Sunday, March 17, 2013

backing up my systems: it ain't my day (or month)

OK.  I've been in three weeks of hardware hell, mainly due to the fact that I wanted to get my backups for all my machines (a MacBook Pro, my main Linux video editing workstation and an older Windows Vista digital audio workstation (DAW)) properly backed up.  I detailed my strategy for this in my last post.  This post is more of a rant than anything else, so please excuse the lack of any real mentorship on problem solving, except maybe "Google is Your Friend."

Issue #1: Drobo runs out of space
The Drobo has been a fine unit for me.  But as time goes on, you acquire more media and your available space runs out.  You'd think it would be a simple matter of buying a new disk, putting it in the Drobo and letting the BeyondRAID rebuild it's array.  Well, the first drive I bought, a Western Digital Green 1TB, died after the first rebuild.  That never happened to me before, where a drive failed out-of-the-box for me.  Never having that problem before, I didn't truly believe it was dead.

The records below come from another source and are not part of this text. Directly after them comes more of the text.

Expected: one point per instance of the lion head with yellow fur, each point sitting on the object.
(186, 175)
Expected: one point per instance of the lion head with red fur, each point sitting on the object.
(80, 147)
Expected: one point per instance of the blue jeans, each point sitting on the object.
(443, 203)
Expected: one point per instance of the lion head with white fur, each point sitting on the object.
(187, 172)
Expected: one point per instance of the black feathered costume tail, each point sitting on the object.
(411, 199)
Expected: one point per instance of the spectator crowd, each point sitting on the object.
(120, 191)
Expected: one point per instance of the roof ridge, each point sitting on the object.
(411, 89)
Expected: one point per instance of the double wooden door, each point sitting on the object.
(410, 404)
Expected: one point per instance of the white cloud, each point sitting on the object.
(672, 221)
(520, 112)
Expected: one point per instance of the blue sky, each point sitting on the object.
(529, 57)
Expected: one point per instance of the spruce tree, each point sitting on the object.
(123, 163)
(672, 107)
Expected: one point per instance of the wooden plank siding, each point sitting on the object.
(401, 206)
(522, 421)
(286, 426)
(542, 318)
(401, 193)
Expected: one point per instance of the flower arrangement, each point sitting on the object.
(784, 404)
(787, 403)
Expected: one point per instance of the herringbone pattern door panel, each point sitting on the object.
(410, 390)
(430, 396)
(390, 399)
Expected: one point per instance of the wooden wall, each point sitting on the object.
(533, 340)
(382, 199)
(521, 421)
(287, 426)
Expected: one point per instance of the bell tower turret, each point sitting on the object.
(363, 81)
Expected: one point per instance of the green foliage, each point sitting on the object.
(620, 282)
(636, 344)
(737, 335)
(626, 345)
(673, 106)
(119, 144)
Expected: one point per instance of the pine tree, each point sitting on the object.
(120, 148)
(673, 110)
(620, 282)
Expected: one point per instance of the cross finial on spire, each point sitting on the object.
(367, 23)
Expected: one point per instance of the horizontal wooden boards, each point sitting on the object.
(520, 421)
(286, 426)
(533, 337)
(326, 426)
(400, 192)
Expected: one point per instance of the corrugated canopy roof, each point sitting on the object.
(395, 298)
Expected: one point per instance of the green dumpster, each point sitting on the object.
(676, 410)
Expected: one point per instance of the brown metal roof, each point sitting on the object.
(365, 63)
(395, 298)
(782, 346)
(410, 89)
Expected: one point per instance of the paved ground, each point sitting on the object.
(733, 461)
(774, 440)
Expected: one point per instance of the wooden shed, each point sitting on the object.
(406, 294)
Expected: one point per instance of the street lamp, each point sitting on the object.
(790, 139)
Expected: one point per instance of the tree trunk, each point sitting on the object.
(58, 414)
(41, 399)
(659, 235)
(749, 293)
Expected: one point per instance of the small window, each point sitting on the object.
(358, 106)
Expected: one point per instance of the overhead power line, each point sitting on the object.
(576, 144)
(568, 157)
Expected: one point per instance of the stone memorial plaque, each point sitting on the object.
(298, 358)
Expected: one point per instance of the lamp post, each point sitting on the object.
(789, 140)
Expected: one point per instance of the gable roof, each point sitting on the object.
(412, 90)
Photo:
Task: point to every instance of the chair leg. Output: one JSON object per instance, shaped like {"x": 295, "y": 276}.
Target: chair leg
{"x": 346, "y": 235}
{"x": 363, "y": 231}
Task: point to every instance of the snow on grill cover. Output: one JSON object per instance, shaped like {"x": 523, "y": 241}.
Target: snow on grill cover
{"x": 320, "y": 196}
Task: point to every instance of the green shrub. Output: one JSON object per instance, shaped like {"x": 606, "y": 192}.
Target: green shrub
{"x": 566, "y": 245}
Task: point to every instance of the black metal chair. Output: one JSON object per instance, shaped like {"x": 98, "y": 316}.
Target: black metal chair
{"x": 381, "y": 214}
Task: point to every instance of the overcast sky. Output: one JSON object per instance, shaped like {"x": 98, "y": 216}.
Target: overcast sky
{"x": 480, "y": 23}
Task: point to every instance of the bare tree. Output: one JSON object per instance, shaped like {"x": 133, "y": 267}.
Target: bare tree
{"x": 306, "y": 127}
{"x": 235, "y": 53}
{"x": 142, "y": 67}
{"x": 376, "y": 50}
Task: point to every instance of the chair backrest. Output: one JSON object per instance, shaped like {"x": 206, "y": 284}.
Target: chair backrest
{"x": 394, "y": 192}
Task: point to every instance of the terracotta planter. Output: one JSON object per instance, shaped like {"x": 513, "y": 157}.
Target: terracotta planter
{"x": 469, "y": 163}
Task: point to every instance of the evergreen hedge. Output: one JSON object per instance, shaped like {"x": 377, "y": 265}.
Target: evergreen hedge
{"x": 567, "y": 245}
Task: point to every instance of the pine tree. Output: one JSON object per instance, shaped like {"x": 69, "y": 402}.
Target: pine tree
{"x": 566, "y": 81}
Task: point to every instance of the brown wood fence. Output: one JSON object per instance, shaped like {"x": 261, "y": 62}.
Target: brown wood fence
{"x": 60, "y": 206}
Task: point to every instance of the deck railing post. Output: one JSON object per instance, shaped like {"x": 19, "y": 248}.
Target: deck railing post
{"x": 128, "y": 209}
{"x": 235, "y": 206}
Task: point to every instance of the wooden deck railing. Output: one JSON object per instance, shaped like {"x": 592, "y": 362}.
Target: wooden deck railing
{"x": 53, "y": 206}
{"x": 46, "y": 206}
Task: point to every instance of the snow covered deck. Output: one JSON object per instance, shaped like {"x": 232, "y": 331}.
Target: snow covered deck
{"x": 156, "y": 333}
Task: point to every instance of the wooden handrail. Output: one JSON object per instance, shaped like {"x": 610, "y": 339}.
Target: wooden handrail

With my non-belief firmly in place, I tried to use the drive in different capacities.  So as a test, I formatted the disk using my Thermaltake BlacX connected to my Mac.  I was able to copy files over to it (though I didn't copy gigs and gigs worth as a true test).  But when I put the unit back in the Drobo, the Drobo gave an immediate "red" light for that drive bay, indicating the drive was bad.  I switched drives in the Drobo unit around, because I thought it could have been a faulty drive bay.  

Then, I had the bright idea to move the data off my 2TB system drive of my main Linux machine to the new Western Digital, put the 2TB in the Drobo and use the new 1TB (which I really thought was a good, error-free drive) as my Linux system drive. So still thinking that the 1TB drive was good, I would have to do some fancy footwork in order to make this possible as the system drive was a logical volume.  This entailed a week of work to figure out how to shrink a logical volume in order to fit the used space of the 2TB drive (which was less than a terabyte) onto the 1TB.

I learned a lot from that experience, to be detailed in a later post.  Suffice it to say that in the end, the 1TB was truly dead and I ended up getting a new 1TB (a Western Digital Black) from BestBuy and that solved my Drobo storage issue.  Kudos to BestBuy, as they were able to give me the Black at the same price as the Green for my trouble.

Issue #2: Mac Time Machine "the identity of this backup disk has changed" (Sparsebundle Problem)
This was an odd one.  After installing the new disk in the Drobo, Time Machine started showing the error "the identity of this backup disk has changed".  From the below post:

I executed the "chflags" command listed.  This ran for about four hours.  After, I tried to execute the "hdutil" command listed, but the Mac said it had already ran the command.  So testing the result of the chflags command, I shutdown and restarted the Drobo.  When Time Machine started backing up, it no longer gave me the error.  Hooray.  Another one down.

Issue #3: Windows Vista DAW crashes
So after a week spent on #1 and #2, I was ready to start work on a new musical project with some friends.  Firing up my old Dell 400SC running Windows Vista (OK, OK..I know I need to upgrade Win7, but I've got a recording session coming up soon and didn't want to change OS's yet), I was presented with this error:
c\windows\system32\config\system corrupt

Oh, wonderful.  So I popped in the Vista Ultimate DVD and selected "Repair".  After it ran, the system rebooted and I was pleasantly surprised to find that this fixed the problem and that I was able to get back into the system.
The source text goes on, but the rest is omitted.